Cites Effort to Make All Games “Actually Competitive and Interesting”
By Merdina Ljekperic
NBA Commissioner David Stern announced Thursday night that the league has decided to immediately cut all unnecessary teams, compiling the leagues’ superstars on just five remaining squads. Teams were selected to remain active based on a criteria of recent success, number of current “superstar” players on the team, current popularity and potential fan base.
The removal of 25 teams leaves the NBA comprised of the Los Angeles Lakers, Boston Celtics, Miami Heat, San Antonio Spurs and, to the shock of the general public not including New York (which New Yorkers are not yet aware of), the New York Knicks.
“It’s not like anyone will notice,” said Mitch Nelson, the NBA’s head of Public Relations, alluding to the excess of games involving LeBron James, Kobe Bryant, and Boston Celtics that grace the airwaves on network and cable TV. “It’ll be the same exact television schedule.”
Stern also added the Cleveland Cavaliers to the list, before being reminded that LeBron left, rendering the team useless and unmarketable.
“I bet you didn’t know I had a sense of humor,“ said Stern when asked why he chose to keep the New York Knicks. “Plus, I like Italians. And [New York Knicks owner] James Dolan gave me a little incentive. And Spike Lee threatened me.“
Stern said the year-round All-Star team now in place in Miami inspired owners and general managers to rid themselves of scrappy players, white players, and all forwards in general. The new system will combine all of the league’s greatest, cockiest, not-as-funny-as-they-think-they-are stars, making every game like the All-Star game – “the pinnacle of basketball prowess,” as Stern put it.
“Zone defense? Three-pointers? Teamwork? Who are you, Dick Vitale? Go watch the college game,” said Miami General Manager Pat Riley. “People don’t want to see that. They just want to see a bunch of seven-foot men play keep away with each other.”
In addition to forcing overgrown boys who hate each other to cooperate with one another, the new system will shorten the season, leaving the superstars time to work on their rap careers.
The majority of the league’s players are now jobless, and although they knew the change was inevitable, many are now left not knowing what to do. Ron Artest’s psychiatrist did not respond to requests for a comment.
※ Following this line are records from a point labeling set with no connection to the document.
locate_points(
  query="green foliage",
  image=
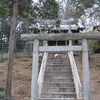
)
(94, 45)
(1, 93)
(48, 9)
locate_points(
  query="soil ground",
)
(21, 85)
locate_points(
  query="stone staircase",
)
(58, 80)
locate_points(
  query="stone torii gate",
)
(69, 36)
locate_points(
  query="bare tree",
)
(8, 95)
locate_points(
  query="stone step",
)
(58, 80)
(57, 61)
(58, 77)
(60, 99)
(69, 89)
(57, 64)
(57, 74)
(58, 95)
(57, 85)
(60, 69)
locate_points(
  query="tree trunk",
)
(8, 95)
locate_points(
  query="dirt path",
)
(21, 85)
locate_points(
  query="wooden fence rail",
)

“It’s my own fault,” Phoenix Suns point guard Steve Nash said. ”Too many assists. No one likes assists.“
Nash, having received no expression of interest from any remaining teams due to his inability to dunk, has returned to his native Canada, where he has since picked up professional dog sledding, while other players have found other options. Other players such as Manu Ginobli are looking to the WNBA for
Stern also announced that, in addition, the Sixth Man of the Year award, 7th, 8th, 9th, 10th, 11th, and 12th Man of the Year Awards will also be created “so no one feels left out.”
“Best thing I’ve ever heard,” said Queens native Joey O’Connell. “I was so sick and tired of believing the Magic would ever actually achieve anything worthwhile “
Recent national polls show that many hope this will be the crucial first step in ridding Cleveland of all professional sports teams, leaving the city in a better mental and emotional state.